You are welcome to develop spatial models for your needs, but this must be done without disrupting the main development. I am almost confident that the current sp2sf branch is a drop-in replacement of the old sp code and can be merged to the master. This will fix our immediate problem and give code that works without retired package and behaves identically to the old code. I suggest you wait till I do that and then you can have a private branch and change it like you wish, including changing all my changes.
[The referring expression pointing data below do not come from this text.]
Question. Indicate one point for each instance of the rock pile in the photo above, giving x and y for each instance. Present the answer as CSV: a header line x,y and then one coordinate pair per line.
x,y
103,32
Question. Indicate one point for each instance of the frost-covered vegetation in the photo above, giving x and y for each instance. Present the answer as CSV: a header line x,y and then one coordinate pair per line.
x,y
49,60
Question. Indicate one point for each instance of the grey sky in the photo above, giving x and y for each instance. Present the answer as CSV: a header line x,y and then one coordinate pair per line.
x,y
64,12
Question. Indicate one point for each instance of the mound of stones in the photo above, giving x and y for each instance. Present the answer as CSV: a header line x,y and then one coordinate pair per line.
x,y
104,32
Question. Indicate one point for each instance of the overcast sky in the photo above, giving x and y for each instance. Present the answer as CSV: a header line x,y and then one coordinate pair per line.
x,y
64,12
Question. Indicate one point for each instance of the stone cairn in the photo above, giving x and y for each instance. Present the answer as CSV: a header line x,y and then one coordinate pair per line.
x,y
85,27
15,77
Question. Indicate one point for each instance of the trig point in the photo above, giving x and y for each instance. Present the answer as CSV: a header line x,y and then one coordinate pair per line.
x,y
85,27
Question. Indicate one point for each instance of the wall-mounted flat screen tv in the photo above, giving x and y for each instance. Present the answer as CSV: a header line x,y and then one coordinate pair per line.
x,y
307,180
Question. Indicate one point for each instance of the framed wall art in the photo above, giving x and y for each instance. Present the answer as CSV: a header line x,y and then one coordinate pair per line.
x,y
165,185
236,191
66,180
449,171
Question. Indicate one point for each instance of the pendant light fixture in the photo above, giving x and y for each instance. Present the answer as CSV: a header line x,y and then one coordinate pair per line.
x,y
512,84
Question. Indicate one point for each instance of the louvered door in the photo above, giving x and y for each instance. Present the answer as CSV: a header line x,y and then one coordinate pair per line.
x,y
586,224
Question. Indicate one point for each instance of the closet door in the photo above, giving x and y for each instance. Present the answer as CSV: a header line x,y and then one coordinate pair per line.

Your changes can be merged as pull requests after review.

Finally a tabulation of major code changes from sp to sf based spatial functions in the current sp2sf branch:

sp sf
is(sData, "Spatial") inherits(sData, "sf")
coordinates(sData) <- colnames(sData) # to spatial sData <-st_as_sf(sData,coords=colnames(sData),row.names=rownames(sData))
coordinates(sData) # from spatial as.data.frame(st_coordinates(sData))
proj4string(sData) <- CRS("+proj=longlat") # set st_crs(sData) <- "+proj=longlat"
proj4string(sData) # get st_crs(sData)
is(sData, "Spatial") && is.projected(sData) inherits(sData, "sf") && !st_is_longlat(sData)
ncol(coordinates(sData)) ncol(st_coordinates(sData))
nrow(coordinates(sData)) nrow(st_coordinates(sData))
spDists(s) st_distance(s)
spDists(s, sKnot) st_distance(s, sKnot)
!is.projected(sData) st_is_longlat(sData)
as.data.frame(t(bbox(rL$s))) as.data.frame(matrix(st_bbox(rL$s), 2, byrow=TRUE))